Unelected Conservative senators have killed a climate change bill passed by the House

“The Conservatives have used their clout in the Senate stacked by Prime Minister Stephen Harper to kill an NDP climate change bill that was passed by a majority of the House of Commons,” according to an item published today by the Globe and Mail.

“Without any debate in the Red Chamber,” the story continues, “Conservative senators caught their Liberal and unelected counterparts off-guard on Tuesday by calling a snap vote on Bill C-311, the Climate Change Accountability Act introduced by [New Democrat MP] Bruce Hyer…”

The bill required the federal government to set regulations on greenhouse gas emissions. The targets sought by the bill were a 25% reduction of 1990 emission levels by 2020, and an 80% reduction of those levels by 2050.

This is the first time, ever, that unelected Conservative senators have killed a bill passed by elected representatives. Although they don’t hold a majority, they were able to pass the bill by a margin of forty-three to thirty-two, due to the absence of more than fifteen Liberals from the Senate.

“This was one of the most undemocratic acts that we have ever seen in the Parliament of Canada,” Jack Layton told the press this morning. “To take power that doesn’t rightfully belong to them to kill a bill that has been adopted by a majority of the House of Commons representing a majority of Canadians is as wrong as it gets when it comes to democracy in this country.”

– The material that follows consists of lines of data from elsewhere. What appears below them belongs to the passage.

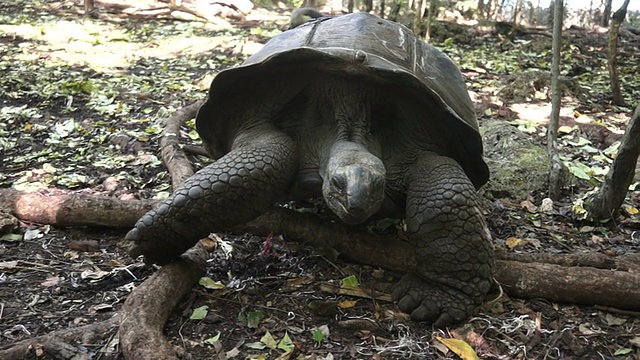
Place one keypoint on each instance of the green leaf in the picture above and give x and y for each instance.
(199, 313)
(350, 281)
(252, 318)
(268, 340)
(212, 339)
(255, 345)
(318, 336)
(209, 283)
(285, 343)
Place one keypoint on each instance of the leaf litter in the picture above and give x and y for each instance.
(82, 103)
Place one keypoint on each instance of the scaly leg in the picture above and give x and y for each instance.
(235, 189)
(453, 244)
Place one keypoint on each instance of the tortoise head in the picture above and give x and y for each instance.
(353, 182)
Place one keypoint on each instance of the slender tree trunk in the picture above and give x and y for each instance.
(607, 201)
(417, 20)
(88, 6)
(517, 12)
(430, 15)
(614, 30)
(607, 13)
(395, 10)
(556, 96)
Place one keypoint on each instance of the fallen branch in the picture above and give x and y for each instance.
(581, 278)
(146, 310)
(62, 208)
(61, 344)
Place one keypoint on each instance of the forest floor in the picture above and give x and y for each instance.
(82, 102)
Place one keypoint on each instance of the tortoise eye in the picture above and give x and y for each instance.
(337, 184)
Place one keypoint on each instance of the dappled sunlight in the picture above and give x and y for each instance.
(104, 46)
(537, 113)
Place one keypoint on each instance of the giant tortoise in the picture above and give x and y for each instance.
(357, 110)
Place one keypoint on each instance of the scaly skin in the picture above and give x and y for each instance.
(235, 189)
(454, 267)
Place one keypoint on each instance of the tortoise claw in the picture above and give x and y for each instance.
(437, 304)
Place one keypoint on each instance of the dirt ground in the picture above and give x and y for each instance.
(265, 289)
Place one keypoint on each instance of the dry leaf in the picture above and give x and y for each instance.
(460, 348)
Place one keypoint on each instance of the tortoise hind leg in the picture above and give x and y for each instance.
(235, 189)
(453, 245)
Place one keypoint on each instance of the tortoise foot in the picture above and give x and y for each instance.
(433, 303)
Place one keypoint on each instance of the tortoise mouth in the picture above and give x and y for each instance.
(354, 193)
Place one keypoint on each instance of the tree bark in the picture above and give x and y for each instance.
(179, 167)
(555, 168)
(59, 208)
(607, 201)
(614, 31)
(147, 309)
(616, 284)
(606, 13)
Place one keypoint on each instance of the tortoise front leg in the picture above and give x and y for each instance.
(235, 189)
(453, 244)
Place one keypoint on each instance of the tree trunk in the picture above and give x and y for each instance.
(607, 201)
(395, 10)
(430, 14)
(614, 30)
(555, 169)
(517, 13)
(417, 20)
(606, 13)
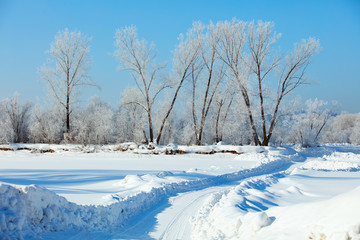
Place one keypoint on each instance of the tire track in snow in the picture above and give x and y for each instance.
(55, 213)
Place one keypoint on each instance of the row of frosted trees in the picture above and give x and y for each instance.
(307, 124)
(227, 81)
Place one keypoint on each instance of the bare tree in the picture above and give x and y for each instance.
(70, 54)
(185, 57)
(261, 62)
(205, 81)
(18, 117)
(231, 51)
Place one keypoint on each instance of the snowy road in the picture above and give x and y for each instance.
(174, 221)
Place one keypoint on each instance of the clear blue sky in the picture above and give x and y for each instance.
(28, 27)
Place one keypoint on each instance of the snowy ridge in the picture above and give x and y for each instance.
(26, 211)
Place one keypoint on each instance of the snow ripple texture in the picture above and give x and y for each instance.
(26, 211)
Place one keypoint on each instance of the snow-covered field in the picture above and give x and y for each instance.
(212, 192)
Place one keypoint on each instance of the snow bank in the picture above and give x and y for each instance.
(28, 210)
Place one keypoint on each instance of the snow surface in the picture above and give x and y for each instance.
(212, 192)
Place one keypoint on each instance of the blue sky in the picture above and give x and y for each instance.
(28, 27)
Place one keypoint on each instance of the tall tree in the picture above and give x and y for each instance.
(247, 50)
(136, 56)
(70, 55)
(18, 117)
(185, 58)
(205, 81)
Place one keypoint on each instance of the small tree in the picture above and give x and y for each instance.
(96, 124)
(136, 56)
(70, 55)
(17, 119)
(247, 50)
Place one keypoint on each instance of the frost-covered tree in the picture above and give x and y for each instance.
(96, 123)
(355, 135)
(309, 124)
(340, 128)
(247, 50)
(136, 56)
(206, 77)
(66, 70)
(46, 126)
(15, 120)
(185, 58)
(130, 119)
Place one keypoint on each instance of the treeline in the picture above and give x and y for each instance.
(307, 124)
(227, 82)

Mr. Hyer claimed this morning that Conservative senators had told him that they had been warned by Harper’s office not to talk about the bill publicly, or allow it to be debated. Which ought to come as no surprise, because we’ve heard that story about the Harper government before, and we’re sure to hear it again.

Mr. Hyer also argued that the vote reflects an extreme degree of hypocrisy on the part of Harper himself, who is “using the unelected Senate to kill bills that he doesn’t like, passed by the democratically elected House when Harper has spent most of his political career railing and raging when the Liberals did this.”

The Globe and Mail, however, is careful to clarify that the Liberal party has never actually done this sort of thing. “Although the Liberals used the majority they enjoyed in the Senate during the first years of the Harper government to suggest changes to a couple pieces of legislation, and one or two bills were delayed, they never killed bills that had been passed by a majority of the Commons.”

“The Liberal Senate in the past was extremely uncooperative when their party wasn’t in power, so it’s a worry,” Harper told the press prior to his election victory in 2006. “I hope that better judgment will prevail and the unelected Senate will play the role that historically it has played, which has been a useful technical role but will not try and interfere with the democratic will of the elected House.”

Evidently, “better judgment” has failed to prevail within the federal government this week – to an unprecedented and undemocratic degree.

Posted in Democracy

4 Responses to “Unelected Conservative senators have killed a climate change bill passed by the House”

  1. jason says:

    Evidently, “I want to make the Senate an elected body” seems to have fallen by the wayside, too.

  2. Matt says:

    Well, I can think of one prominent Canadian whose interests they serve. That’s a start, right?

  3. jason says:

    C’mon now, there’s no reason to bring Anne Murray into this discussion.

  4. Matt says:

    …But it couldn’t hurt, could it?